In many organizations where automated functional testing is done at all, a common practice is to have a separate team dedicated to the production and maintenance of the test suite. As described at length in Chapter 4, "Implementing a Testing Strategy," this is a bad idea. The most problematic outcome is that the developers don't feel as if they own the acceptance tests. As a result, they tend not to pay attention to the failure of this stage of the deployment pipeline, which leads to it being broken for long periods of time. Acceptance tests written without developer involvement also tend to be tightly coupled to the UI and thus brittle and badly factored, because the testers don't have any insight into the UI's underlying design and lack the skills to create abstraction layers or run acceptance tests against a public API.
The reality is that the whole team owns the acceptance tests, in the same way as the whole team owns every stage of the pipeline. If the acceptance tests fail, the whole team should stop and fix them immediately.
One important corollary of this practice is that developers must be able to run automated acceptance tests on their development environments. It should be easy for a developer who finds an acceptance test failure to fix it easily on their own machine and verify the fix by running that acceptance test locally. The most common obstacles to this are insufficient licenses for the testing software being used and an application architecture that prevents the system from being deployed on a development environment so that the acceptance tests can be run against it. If your automated acceptance testing strategy is to succeed in the long term, these kinds of obstacles need to be removed.
It can be easy for acceptance tests to become too tightly coupled to a particular solution in the application rather than asserting the business value of the system. When this happens, more and more time is spent maintaining the acceptance tests as small changes in the behavior of the system invalidate tests. Acceptance tests should be expressed in the language of the business (what Eric Evans calls the "ubiquitous language"3), not in the language of the technology of the application.

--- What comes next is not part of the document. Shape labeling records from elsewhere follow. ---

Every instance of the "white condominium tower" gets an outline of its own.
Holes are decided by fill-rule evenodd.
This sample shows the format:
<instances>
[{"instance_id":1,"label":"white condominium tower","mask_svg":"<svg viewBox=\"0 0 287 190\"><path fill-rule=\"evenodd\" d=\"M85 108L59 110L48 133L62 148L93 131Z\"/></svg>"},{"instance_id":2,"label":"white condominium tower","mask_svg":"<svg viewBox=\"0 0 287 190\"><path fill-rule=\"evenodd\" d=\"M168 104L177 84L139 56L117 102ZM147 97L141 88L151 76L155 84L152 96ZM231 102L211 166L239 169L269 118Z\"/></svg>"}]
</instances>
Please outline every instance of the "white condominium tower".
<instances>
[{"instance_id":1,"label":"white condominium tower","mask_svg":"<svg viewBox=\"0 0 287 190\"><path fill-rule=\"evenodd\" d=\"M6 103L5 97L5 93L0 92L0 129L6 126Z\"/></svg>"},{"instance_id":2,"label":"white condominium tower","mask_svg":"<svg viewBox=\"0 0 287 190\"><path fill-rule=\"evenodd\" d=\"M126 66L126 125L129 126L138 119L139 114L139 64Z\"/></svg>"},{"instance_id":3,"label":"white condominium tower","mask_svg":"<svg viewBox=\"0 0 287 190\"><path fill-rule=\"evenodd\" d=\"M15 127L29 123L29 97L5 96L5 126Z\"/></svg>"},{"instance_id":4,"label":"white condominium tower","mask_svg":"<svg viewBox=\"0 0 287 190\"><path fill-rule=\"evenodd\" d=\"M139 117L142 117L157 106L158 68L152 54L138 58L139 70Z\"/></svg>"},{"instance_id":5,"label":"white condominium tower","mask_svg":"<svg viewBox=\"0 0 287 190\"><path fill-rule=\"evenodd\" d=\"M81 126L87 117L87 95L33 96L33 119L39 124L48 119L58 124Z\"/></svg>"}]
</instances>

By this we mean that while it is fine to write the acceptance tests in the same programming language that your team uses for development, the abstraction should work at the level of business behavior—"place order" rather than "click order button," "confirm fund transfer" rather than "check fund_table has results," and so on.
While acceptance tests are extremely valuable, they can also be expensive to create and maintain. It is thus essential to bear in mind that automated acceptance tests are also regression tests. Don't follow a naive process of taking your acceptance criteria and blindly automating every one.
We have worked on several projects that found, as a result of following some of the bad practices described above, that the automated functional tests were not delivering enough value. They were costing far too much to maintain, and so automated functional testing was stopped. This is the right decision if the tests cost more effort than they save, but changing the way the creation and maintenance of the tests are managed can dramatically reduce the effort expended and change the cost-benefit equation significantly. Doing acceptance testing right is the main subject of Chapter 8, "Automated Acceptance Testing."